BG coverGraham Beattie is an important man in the New Zealand publishing world. I know because he told me. He is so important, in fact, that, despite a request from a close personal friend, he was still far, far too busy to offer me more than a few stale crumbs of advice from his table of publishing experience.

Beattie did manage to take five seconds out of his hectic schedule to suggest I contact the New Zealand-based TFS Literary Agency. I did just that, sending a query letter to someone named Chris Else on June 22. Included in that letter was the entire text of the wonderful, magnificent, ego-pumping review Brown Girls received from Working Girl Reviews. Nothing like glowing comments from a neutral source to cause a literary agent to sit up and salivate.

Yeah, right.

Skip ahead 43 days to Aug. 5. Yes, that is more than six weeks later and, oh look, still no contact from Else or anyone, um, else at TFS to a query that takes 129 seconds to read. I know because I timed it.

Aug. 4: I send a short e-mail to Mr. Else asking — ever so politely — if he ever did receive my query and, if so, would he mind sparing 129 seconds to peruse it.

Aug. 5: In what can only be considered a strange coincidence, Mr. Else writes back the very next day after my e-nudge. To his credit, he apologizes for not contacting me earlier. But now he has concerns about the review I included with my query. Does this mean Brown Girls has already been published?

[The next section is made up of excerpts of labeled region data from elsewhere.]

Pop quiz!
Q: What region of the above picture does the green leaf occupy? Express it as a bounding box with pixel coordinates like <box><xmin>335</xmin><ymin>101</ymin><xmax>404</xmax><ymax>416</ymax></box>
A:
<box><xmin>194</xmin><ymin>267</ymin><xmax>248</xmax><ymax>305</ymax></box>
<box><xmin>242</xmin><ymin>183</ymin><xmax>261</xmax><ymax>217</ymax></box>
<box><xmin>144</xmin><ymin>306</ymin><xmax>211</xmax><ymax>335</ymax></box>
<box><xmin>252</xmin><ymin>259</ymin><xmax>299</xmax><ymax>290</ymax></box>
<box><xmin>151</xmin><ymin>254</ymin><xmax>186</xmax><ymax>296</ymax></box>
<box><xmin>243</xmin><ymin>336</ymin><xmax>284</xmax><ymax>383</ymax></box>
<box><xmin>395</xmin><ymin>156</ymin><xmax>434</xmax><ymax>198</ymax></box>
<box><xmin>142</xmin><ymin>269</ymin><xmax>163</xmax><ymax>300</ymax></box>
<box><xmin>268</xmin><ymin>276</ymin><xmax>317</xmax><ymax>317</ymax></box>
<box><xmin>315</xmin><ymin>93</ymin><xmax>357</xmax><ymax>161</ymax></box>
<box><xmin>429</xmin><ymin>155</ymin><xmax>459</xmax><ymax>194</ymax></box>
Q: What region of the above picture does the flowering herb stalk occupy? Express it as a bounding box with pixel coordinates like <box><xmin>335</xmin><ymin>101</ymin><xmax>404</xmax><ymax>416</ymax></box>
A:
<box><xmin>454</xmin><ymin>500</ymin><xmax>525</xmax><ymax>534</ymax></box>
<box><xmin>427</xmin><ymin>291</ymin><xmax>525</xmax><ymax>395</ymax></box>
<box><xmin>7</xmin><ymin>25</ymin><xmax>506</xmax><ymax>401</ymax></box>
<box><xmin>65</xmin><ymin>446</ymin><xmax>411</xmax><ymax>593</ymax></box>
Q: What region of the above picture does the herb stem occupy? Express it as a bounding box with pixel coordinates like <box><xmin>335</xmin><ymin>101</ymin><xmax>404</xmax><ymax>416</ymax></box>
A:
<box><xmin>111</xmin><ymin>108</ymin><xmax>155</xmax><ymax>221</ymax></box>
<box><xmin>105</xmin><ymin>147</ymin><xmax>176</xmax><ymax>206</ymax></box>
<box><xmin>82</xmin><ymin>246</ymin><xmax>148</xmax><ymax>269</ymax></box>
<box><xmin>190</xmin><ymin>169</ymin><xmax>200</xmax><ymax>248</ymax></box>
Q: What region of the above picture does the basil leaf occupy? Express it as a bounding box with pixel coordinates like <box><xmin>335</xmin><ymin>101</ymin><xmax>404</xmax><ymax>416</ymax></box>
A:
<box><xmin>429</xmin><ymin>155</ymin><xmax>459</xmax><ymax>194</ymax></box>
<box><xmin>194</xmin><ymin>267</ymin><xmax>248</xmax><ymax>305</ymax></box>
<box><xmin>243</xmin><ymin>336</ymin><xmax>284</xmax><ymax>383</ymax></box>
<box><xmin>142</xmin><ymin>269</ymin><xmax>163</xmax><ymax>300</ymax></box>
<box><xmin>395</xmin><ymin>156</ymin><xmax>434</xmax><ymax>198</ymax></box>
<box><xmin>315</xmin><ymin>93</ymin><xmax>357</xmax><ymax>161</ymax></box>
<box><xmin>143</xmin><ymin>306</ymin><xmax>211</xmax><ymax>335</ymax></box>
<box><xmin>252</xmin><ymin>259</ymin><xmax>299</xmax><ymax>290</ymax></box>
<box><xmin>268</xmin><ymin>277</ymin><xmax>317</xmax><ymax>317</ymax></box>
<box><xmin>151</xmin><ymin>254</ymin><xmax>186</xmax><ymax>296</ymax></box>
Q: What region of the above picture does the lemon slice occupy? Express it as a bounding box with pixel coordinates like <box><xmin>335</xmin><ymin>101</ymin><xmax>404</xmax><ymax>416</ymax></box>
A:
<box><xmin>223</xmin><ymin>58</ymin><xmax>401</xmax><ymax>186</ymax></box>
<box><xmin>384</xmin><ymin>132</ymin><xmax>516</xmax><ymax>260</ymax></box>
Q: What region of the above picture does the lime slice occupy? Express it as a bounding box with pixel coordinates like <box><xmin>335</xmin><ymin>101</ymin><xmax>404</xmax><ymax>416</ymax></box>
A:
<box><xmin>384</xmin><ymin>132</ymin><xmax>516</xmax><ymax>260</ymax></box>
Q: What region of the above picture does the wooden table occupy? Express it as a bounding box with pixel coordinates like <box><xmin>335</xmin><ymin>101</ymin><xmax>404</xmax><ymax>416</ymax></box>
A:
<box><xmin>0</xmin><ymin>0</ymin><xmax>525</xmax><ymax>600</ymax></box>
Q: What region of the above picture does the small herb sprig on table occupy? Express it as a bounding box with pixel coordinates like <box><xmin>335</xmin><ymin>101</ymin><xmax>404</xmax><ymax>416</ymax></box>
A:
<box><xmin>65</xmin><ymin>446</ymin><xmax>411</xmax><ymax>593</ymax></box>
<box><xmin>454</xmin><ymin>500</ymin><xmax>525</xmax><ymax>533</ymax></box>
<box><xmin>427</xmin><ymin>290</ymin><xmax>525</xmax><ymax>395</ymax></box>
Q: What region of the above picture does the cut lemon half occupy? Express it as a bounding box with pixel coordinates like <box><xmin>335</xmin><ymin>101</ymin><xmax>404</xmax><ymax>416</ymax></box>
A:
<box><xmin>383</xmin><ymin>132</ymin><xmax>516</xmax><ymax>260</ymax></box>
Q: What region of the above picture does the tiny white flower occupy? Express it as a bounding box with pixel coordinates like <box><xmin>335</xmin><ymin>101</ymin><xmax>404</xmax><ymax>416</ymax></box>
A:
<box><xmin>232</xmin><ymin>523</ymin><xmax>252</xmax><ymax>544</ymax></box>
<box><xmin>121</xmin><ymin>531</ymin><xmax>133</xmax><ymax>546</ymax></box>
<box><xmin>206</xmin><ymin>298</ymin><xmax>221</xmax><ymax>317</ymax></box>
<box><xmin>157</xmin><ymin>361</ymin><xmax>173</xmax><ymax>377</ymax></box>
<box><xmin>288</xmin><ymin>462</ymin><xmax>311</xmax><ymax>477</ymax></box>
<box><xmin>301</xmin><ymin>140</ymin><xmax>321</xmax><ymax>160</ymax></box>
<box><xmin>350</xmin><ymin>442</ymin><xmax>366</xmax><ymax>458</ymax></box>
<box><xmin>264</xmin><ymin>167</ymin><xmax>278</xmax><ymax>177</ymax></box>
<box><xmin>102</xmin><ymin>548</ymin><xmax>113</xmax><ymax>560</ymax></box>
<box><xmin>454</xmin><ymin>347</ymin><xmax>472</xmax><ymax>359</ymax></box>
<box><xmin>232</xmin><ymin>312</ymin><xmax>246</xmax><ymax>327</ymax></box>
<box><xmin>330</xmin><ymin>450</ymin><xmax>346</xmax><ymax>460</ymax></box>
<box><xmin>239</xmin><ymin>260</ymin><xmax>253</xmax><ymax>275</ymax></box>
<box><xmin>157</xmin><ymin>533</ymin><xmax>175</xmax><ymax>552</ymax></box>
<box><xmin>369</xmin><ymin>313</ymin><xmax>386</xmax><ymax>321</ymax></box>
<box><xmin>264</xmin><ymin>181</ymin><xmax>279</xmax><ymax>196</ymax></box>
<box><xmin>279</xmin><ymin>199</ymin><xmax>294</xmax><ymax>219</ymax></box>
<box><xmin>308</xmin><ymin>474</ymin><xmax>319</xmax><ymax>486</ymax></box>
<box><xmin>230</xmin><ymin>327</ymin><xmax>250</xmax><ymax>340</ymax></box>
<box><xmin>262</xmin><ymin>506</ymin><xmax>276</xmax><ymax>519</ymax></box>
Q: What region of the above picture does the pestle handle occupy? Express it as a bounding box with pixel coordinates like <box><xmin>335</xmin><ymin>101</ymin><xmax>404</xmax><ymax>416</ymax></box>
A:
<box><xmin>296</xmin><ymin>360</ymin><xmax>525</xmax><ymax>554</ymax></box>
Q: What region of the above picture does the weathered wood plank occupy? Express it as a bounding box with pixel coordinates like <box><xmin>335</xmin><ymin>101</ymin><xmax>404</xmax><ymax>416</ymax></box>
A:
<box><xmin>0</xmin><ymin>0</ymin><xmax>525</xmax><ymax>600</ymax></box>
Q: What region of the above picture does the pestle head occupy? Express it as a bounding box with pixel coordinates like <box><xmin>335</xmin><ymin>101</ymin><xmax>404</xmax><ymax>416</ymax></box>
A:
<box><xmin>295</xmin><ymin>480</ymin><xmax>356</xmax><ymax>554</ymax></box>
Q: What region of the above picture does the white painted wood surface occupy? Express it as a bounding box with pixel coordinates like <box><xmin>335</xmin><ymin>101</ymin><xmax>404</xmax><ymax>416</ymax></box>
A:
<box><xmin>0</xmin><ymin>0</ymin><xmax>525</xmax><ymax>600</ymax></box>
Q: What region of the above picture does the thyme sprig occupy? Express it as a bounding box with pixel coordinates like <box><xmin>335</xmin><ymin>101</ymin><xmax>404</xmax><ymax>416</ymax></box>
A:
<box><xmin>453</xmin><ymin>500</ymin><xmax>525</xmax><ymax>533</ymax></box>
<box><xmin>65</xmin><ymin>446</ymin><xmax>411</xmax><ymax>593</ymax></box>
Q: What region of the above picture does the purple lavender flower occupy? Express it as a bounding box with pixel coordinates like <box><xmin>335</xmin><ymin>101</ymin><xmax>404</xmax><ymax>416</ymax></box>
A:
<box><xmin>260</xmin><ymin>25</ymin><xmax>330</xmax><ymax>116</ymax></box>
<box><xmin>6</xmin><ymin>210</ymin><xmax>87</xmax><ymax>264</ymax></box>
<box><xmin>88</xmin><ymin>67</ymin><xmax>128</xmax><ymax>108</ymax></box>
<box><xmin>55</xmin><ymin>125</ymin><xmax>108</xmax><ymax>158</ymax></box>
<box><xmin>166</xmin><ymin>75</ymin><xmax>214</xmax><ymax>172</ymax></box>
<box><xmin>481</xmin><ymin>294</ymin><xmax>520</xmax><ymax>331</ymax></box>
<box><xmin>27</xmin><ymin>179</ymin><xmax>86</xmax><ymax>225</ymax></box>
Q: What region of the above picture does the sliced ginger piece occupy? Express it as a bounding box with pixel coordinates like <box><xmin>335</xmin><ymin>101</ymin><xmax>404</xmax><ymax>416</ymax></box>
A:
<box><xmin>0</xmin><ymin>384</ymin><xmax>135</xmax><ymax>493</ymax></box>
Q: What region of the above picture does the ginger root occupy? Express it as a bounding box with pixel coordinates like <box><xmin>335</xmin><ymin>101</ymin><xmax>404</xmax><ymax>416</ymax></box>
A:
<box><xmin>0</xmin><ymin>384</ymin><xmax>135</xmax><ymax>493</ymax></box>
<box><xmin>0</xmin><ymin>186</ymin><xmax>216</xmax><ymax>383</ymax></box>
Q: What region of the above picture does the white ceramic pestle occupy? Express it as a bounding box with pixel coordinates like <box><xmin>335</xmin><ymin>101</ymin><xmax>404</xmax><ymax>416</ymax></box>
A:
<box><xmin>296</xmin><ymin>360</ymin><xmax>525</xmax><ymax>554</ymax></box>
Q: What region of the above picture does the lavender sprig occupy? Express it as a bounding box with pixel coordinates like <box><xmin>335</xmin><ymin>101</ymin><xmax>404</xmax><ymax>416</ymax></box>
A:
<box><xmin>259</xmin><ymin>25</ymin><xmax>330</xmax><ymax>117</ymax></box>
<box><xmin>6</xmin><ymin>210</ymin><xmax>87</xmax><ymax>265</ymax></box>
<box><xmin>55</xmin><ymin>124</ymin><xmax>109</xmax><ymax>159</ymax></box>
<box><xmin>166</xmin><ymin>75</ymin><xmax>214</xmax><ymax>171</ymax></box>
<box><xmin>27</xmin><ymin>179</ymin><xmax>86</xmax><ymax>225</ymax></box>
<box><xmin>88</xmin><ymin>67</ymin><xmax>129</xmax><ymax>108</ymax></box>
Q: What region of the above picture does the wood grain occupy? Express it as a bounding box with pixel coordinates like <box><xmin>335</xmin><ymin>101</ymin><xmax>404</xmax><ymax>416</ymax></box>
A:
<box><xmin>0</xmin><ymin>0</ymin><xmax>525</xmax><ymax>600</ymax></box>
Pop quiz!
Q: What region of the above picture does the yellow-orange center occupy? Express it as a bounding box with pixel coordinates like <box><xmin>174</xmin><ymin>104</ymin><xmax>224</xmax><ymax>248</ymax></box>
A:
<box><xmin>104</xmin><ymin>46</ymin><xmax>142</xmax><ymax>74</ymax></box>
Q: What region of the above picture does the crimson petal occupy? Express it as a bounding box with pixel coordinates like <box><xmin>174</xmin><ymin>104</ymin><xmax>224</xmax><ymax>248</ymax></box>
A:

Aug. 6: Not so anybody noticed.

Aug. 6: Another e-mail from Mr. Else: Have I approached any other publishers or agents with Brown Girls?

Aug. 6: No.

Aug. 7: In that case, he asks, can I flick him the first 10,000 words.

Aug. 7: I can’t hit Send fast enough.

Aug. 19: This time, it only takes Mr. Else 12 days to write back:

Hi John

Thanks for the opportunity to look at Brown Girls. It’s good but I fear it isn’t good enough for us to want to take it on. The problem, in brief, is that a number of the characters, including your main character seem a bit cliched. Plus, I think we would have a much better chance of selling it in NZ if the main character were a (sic) NZer and not an American. Sorry.

Chris

Funnily enough, Mr. Else’s e-rejection arrived the very same day I received this comment from a member of authonomy.com:

Your writing is short, fast, and precise. The vivid imagery is amazing. “yellow fangs. greasy slobber.” “400 pounds of fat and sweat.” This is really, really good writing. (John R. Lindensmith, authonony.com)

Which, strangely enough, came after these comments:

The writing in this is deliciously taut. All the characterisation is good, minor as well as main. The MC (main character) is a bit of a hackneyed photo-journalist meets ’tec, but you infuse him with a back story of his novel and some mystery about his manhood that works to get over that. (Marc Nash, youwriteon.com)

. . . this is extremely good, very polished, writing. It feels complete to me as a reader. The plot’s good, and it slowly builds up intensity. There’s a real feeling of being there amongst the action. (Charlie Chuck, authonomy.com)

You set up the conflict – both social/political and personal very quickly, giving this pace and intrigue. Brilliant. (Elinor Evans, authonomy.com)

Five comments from five different people, four of whom are wannabe writers who are also voracious readers. In other words, the kind of people who actually buy books, thus providing agents like Mr. Else with their mortgage payments, courtesy of author commissions.

Five people. Four positive reviews. So who, exactly, has their head up their ass when it comes to assessing Brown Girls? Yeah, I thought so.

I pointed this out to Mr. Else (the difference of opinion; not the head/ass part) when I wrote back to thank him for taking a look at my writing sample.

I really wasn’t expecting a reply but, again to his credit, Mr. Else did reply:

Hi John

It’s not what I think so much as what I think potential publishers would think, which, of course, is certainly not what a potential reader would necessarily think. There’s nothing to stop you trying a few NZ publishers direct. There is not necessity to work through an agent in this marketplace.

Best

Chris

What I didn’t bother pointing out to Mr. Else was that it would take very little effort on my behalf to change the main character from an American to a Kiwi. As it is, I’ve already changed Jack once, because he started out as a Canadian.

But Mr. Else has already made up his mind and so I’m letting this one go. Because it will only turn into a pissing contest and no one wins those.

It’s just too bad they’re pissing on me.